A day after World Theatre Day (March 27), Zee Theatre premiered the musical melodrama Aaj Rang Hai written and directed by Purva Naresh on Tata Sky Theatre. Danish, who is a part of the play, says that if somebody is making an effort to shoot a play well, edit it and present it in a manner that makes the watching experience a pleasant one, then it should be done. Excerpts from a conversation:
Can you tell us about the relevance of Aaj Rang Hai that draws inspiration from Amir Khusrau’s life and works?
The fact that a play is happening right now and there is an audience for it, means it is relevant. Whatever we do, whether it is mythology, historical or science-fiction, it is all about that time, audience and milieu. Whatever Amir Khusrau stood for is very much relevant today. It amazes me that in the 21st century, one has to impress upon the fact that no matter whose life it is, it is important. Khusrau is a milestone in the evolution of language as we understand it today. He should be celebrated anyway.
A still from the teleplay Aaj Rang Hai |
You have such a vast body of work. When you take up a theatre project now, what are the kind of stories that you are looking to explore?
I like speaking for the underdog, for the oppressed and for the marginalised. I like amplifying the voice of someone who’s not being heard. I don’t think I actively seek out to look for such stories. If a story touches me or catches my imagination, I would love to present it on stage or perform it. Also, I like speaking truth to power, and so I like satire as well.
You used to perform Dastangoi and then you moved on to Qissebaazi in the last few years. Do you want to expand it and explore it in more ways?
I love storytelling. It is a very participative kind of performance.
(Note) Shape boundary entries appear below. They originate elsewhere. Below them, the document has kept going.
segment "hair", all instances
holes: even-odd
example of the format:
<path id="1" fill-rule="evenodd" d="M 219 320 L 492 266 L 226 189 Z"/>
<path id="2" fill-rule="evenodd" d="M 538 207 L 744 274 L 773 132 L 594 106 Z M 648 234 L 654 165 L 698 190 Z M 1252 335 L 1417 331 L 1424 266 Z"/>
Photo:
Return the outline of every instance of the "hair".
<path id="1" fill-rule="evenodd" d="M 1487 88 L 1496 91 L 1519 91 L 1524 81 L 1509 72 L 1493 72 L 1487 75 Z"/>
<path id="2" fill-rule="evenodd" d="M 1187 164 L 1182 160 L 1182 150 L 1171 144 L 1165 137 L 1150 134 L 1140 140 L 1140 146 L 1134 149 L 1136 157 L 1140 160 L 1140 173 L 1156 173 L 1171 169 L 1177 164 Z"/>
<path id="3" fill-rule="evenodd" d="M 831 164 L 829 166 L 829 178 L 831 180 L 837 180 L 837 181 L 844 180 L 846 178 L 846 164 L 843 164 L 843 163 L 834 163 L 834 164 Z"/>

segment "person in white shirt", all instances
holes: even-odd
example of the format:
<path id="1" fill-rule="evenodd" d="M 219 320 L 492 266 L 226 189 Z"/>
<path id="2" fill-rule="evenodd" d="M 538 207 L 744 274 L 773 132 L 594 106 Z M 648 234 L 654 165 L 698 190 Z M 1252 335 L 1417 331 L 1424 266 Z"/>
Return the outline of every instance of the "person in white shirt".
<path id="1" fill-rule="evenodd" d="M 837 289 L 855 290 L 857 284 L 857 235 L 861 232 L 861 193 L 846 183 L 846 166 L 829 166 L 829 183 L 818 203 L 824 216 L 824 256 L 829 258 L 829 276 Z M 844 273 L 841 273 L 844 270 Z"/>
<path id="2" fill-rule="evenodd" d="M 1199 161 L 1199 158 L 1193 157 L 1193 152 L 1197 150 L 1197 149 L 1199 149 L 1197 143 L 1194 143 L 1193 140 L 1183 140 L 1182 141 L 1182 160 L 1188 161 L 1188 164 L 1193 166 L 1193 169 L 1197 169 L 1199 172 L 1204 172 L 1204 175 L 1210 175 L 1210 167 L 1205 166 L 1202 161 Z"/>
Listening to a story, you’re a collaborative participant in terms of creating the imagination that story demands. I want to have storytelling in as many languages as we have in our country and bring those stories out on stage and perform them for the audiences.
There has been a lot of online engagement during the lockdown. Even you did workshops online. How comfortable were you with the online space and did it take some time getting used to?
It was strange performing to a mobile phone or a laptop. It was not a wholesome experience, like how it is when you perform on stage, so it was a very poor substitute for me. After a while, I stopped performing online. I was open to interviews and conversations, but not so much for performances online. It didn’t click for me personally.
Do you see a new kind of theatre emerging post pandemic?
We did not need a pandemic for a new kind of theatre to emerge. As new technologies emerge, next generation comes, languages and cultures evolve, theatre would also change and adapt accordingly. Yes, we have never seen something of this nature in human history, where the whole world has been affected. The ramifications of it will be seen for a long time. We’re still waiting and watching. However, I think theatre was evolving and will continue evolving and it will be interesting to see the impact the pandemic has on the evolution of theatre.
World over, theatre is seeing some tumultuous times due to the pandemic. What is your hope from 2021 for the theatre community and theatre lovers?
The hope is that the vaccination programme kicks in and becomes effective and eventually we see the end of the pandemic this year. I hope things get back to a state of normalcy and we can get back theatre audiences without a perpetual sword hanging over our heads.